Similarly, vp2 gene of Indian strains of BTV10 (isolates IND2004/01 and IND2005/04 and IND2005/05) showed maximum identity with BTV 10 from the USA. It suggests that some of the Indian BTV serotype could have been imported to India from USA. Although it is not much clear that how and when this happened. However, it is possible that animals imported from USA for breeding programme were infected with BTV. It also explains the higher incidence and severity of BT observed in local Indian sheep breeds (Prasad et al., 2009).

The vp5 gene based analysis of Indian BTV isolates also showed the eastern and western topotype origin. Vp5 gene of some of the Indian BTV2 (BT2, Accession number JF899598) and BTV9 (Ong5/06/Ind, Accession number JF969307) showed maximum sequence identity with western viruses showing their western origin (Ranjan et al., 2014a; Ranjan et al., 2013). However, some of the viruses such as BTV16 (BT16/07, Accession number JF980714) and BTV1 showed eastern origin (Ranjan et al., 2014b; Manjunatha et al., 2010).

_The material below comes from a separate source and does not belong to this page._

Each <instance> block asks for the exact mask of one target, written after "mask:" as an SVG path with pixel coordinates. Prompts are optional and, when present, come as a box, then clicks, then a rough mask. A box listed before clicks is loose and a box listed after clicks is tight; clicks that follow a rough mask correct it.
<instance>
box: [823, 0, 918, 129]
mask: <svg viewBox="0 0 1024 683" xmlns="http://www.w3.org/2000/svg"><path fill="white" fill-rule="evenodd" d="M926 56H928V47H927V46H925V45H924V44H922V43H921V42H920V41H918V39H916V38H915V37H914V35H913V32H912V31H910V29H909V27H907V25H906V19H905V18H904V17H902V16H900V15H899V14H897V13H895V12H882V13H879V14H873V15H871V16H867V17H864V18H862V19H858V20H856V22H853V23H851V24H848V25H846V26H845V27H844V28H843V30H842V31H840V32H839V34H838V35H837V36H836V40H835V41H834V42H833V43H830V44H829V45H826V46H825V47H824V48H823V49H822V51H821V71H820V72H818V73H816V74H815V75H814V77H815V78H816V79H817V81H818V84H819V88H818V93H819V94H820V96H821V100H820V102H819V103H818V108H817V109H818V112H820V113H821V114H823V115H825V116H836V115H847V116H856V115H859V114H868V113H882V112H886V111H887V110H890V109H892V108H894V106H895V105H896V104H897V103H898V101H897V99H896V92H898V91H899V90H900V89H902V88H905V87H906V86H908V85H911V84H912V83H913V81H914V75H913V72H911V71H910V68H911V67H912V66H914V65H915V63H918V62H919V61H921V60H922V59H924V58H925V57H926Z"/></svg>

Segment7 sequence analysis shows that Indian BTV isolates are comparatively closer to some Australian isolates than American, Chinese or French isolates (Kovi et al., 2006). The Segment7 gene sequence of Indian BTV18 and BTV23 forms a single monophyletic group with Australian isolates, while BTV1 form a separate group (Kovi et al., 2006). It indicates the separation of segment7 nucleotide sequences of Indian BTVs into distinct eastern and western clads (Bonneau et. al., 2000).

The vp7 gene sequence analysis of Indian isolate of BTV23 shows its close phylogenetic relationship to Australian BTV1 and Chinese BTV1, 2 and 4 serotypes, indicating its close evolutionary relationship with Australian and Chinese BTV serotypes (Kataria et al., 2006).

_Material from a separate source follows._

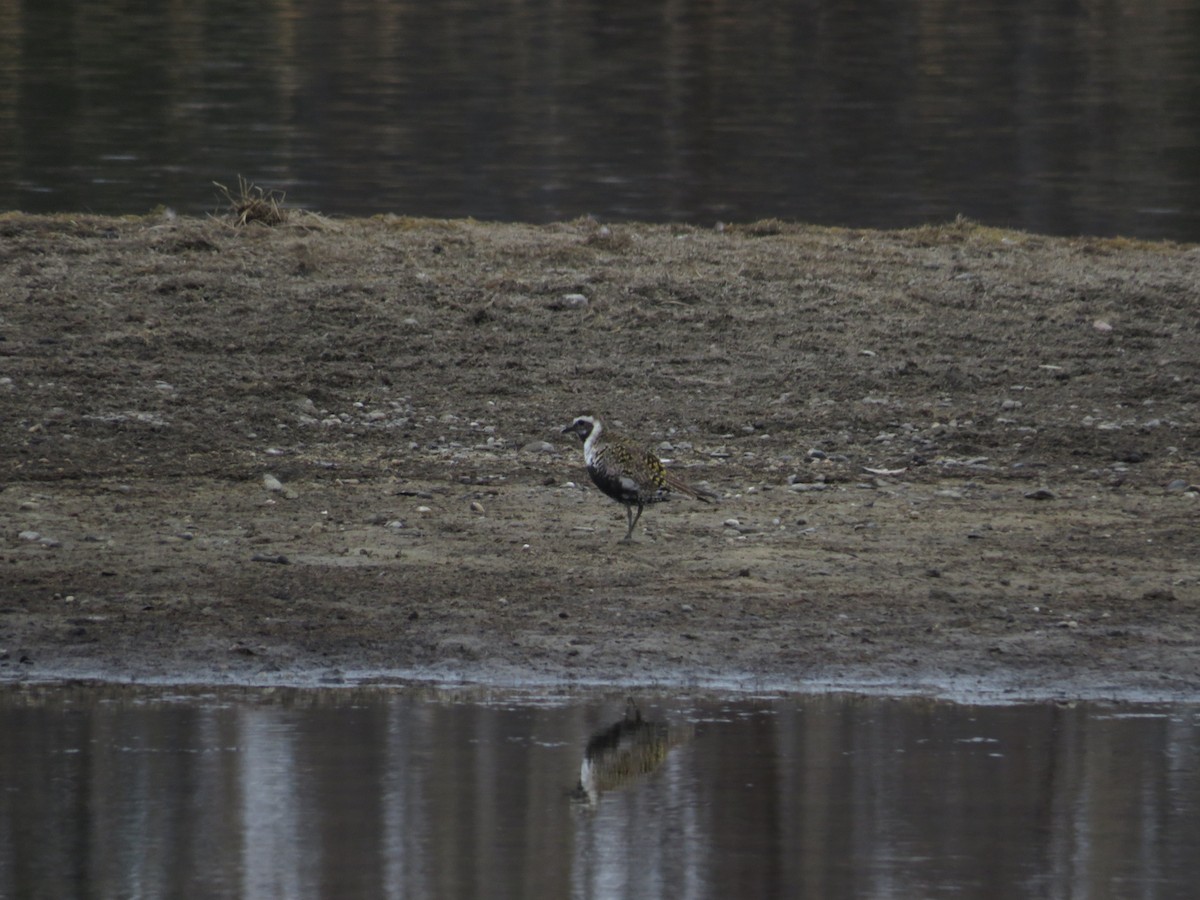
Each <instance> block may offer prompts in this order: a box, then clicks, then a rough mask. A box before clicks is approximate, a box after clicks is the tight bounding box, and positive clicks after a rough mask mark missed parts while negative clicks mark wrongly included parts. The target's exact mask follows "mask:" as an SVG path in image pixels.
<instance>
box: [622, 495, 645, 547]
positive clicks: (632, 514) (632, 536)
mask: <svg viewBox="0 0 1200 900" xmlns="http://www.w3.org/2000/svg"><path fill="white" fill-rule="evenodd" d="M641 517H642V504H640V503H638V504H637V515H634V508H632V506H625V518H628V520H629V530H628V532H625V540H628V541H631V540H634V526H636V524H637V520H638V518H641Z"/></svg>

The phylogenetic analysis of segment7 revealed that Indian isolate of BTVl (isolate Avikanagar) cluster with eastern viruses from India (BTV18 and BTV23), South Africa, Australia and China (BTV1, BTV2 and BTV4). However, Indian BTV15 (isolate Hyderabad) was found closer to western viruses from USA (BTV10 and BTV17) (Dalal et al., 2008). The phylogenetic analysis suggests that grouping of vp7 gene based Indian BTV isolates are at random and it does not assort according to serotype, even over distant geographical location.

The segment 10 (S10) based phylogenetic analysis are important in understanding the BTV evolution. The BTV serotype 1, 18 and 23 from India shows closer relationship with viruses from Mediterranean Basin origin. Indian isolates of BTV 18 and 23 are closer to each other and form a distinct cluster from BTV 1. However, S10 of Indian isolate of BTV 18 and 23 showed close relationship with BTV from China, Indonesia and Australia (Desai et al., 2009).